La palabra “monopolio” suele despertar alarma. Nos imaginamos a una empresa gigante que domina un mercado, impone precios abusivos y aplasta a sus competidores. Esta visión está profundamente arraigada en el discurso político, en las leyes antimonopolio y en la enseñanza económica convencional. Sin embargo, el economista libertario Murray Rothbard ofrece una visión radicalmente distinta: el verdadero monopolio no nace del mercado libre, sino del privilegio legal otorgado por el Estado.
En su obra El hombre, la economía y el Estado,
Rothbard desmonta la idea de que la concentración empresarial, por sí sola,
constituye una amenaza para el consumidor. Para él, mientras no haya barreras
legales que impidan la entrada de nuevos competidores, incluso la empresa más
dominante debe seguir sirviendo al consumidor o arriesgarse a desaparecer. Lo
que a menudo se señala como “abuso de poder” empresarial es, en realidad, la
consecuencia de elecciones libres: consumidores que prefieren a un proveedor
sobre otro.
El verdadero monopolio, según Rothbard, surge cuando
el Estado impide que otros entren a competir. Un ejemplo histórico
de monopolio legal lo encontramos en los antiguos servicios postales estatales,
que durante décadas prohibieron cualquier competencia en la entrega de cartas.
Aunque hoy muchos países han liberalizado parcialmente este sector, aún
persisten restricciones
y privilegios legales en áreas clave, como la entrega exclusiva
en buzones o el correo oficial. Y lo mismo ocurre en otros sectores más
visibles: desde taxis hasta servicios médicos.

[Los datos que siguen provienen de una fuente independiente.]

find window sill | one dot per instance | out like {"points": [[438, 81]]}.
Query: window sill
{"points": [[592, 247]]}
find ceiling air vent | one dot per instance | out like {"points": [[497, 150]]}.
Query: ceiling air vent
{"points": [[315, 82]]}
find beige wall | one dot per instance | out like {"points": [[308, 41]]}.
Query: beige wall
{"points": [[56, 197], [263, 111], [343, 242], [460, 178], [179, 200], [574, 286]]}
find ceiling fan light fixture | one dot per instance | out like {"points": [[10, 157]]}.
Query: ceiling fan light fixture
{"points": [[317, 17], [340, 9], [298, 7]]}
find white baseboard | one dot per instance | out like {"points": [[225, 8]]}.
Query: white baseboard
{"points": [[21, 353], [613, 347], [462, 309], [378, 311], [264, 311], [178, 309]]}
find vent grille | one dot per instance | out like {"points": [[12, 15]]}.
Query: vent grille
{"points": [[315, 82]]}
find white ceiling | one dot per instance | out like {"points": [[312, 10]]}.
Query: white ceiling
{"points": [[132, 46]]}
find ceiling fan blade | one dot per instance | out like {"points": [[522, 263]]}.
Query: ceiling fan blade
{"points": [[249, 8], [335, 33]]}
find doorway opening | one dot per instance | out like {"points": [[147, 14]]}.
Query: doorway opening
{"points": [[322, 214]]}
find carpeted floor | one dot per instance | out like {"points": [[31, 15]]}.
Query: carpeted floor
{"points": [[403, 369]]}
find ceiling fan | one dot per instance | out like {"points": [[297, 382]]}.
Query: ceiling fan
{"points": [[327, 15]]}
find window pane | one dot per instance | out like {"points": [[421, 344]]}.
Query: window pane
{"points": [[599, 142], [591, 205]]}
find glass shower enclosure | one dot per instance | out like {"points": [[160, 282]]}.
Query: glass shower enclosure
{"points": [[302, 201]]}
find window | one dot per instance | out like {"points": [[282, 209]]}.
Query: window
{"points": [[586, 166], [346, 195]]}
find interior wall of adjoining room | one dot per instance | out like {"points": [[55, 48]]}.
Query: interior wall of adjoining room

Pero este tipo de monopolio legal no se limita a
empresas estatales. Rothbard señala otros casos menos evidentes pero igual de
dañinos para la libertad económica: las licencias profesionales, las
patentes y ciertos sindicatos.
Tomemos las licencias profesionales. Para ser médico,
abogado o incluso taxista en muchos lugares, se requieren permisos y títulos
otorgados por el Estado o por colegios profesionales con poder regulatorio. En
teoría, estas licencias protegen al consumidor. En la práctica, reducen la
oferta, encarecen los servicios y protegen a los profesionales ya
establecidos, bloqueando la entrada de nuevos competidores capaces y creativos.
Las patentes, por su parte, otorgan derechos
exclusivos sobre ideas y descubrimientos por largos períodos. Aunque se
defienden como incentivos para la innovación, en muchos casos terminan
funcionando como barreras artificiales que impiden el desarrollo de
mejoras o soluciones alternativas. ¿Qué ocurre si alguien llega a la misma idea
de forma independiente? No importa: la patente le impide usarla.
Rothbard también critica el papel de los sindicatos
cuando, apoyados por leyes laborales, pueden impedir que otros trabajadores
ofrezcan sus servicios en mejores condiciones. No se trata de asociaciones
voluntarias que negocian en nombre de sus miembros, sino de estructuras que, en
algunos casos, tienen poder legal para excluir a quienes no formen parte
de ellas. Esto, argumenta, es una forma de monopolio laboral.
Frente a estas realidades, Rothbard defiende un
principio claro: en un mercado verdaderamente libre, ninguna empresa puede
ejercer un poder duradero sin el respaldo del Estado. Si una empresa cobra
demasiado o produce mal, deja la puerta abierta a que otra entre y le arrebate
a sus clientes. La amenaza constante de la competencia potencial es el
verdadero regulador del mercado.
Por supuesto, esta visión choca con décadas de
pensamiento dominante y con el intervencionismo aceptado como sentido común.
Pero vale la pena considerar su lógica: si la competencia es buena, ¿por qué
toleramos leyes que la restringen? Si queremos proteger al consumidor, ¿por qué
castigamos a quienes intentan ofrecer alternativas?
Conclusión
La crítica de Rothbard nos obliga a repensar el concepto
de monopolio. No como el resultado de una dinámica de mercado, sino como una distorsión
impuesta desde arriba. Quizá no necesitamos más reguladores, sino menos
privilegios legales. El mejor antídoto contra el poder abusivo no es más poder
estatal, sino más libertad de entrada, más competencia, y más respeto por las
decisiones voluntarias de millones de consumidores.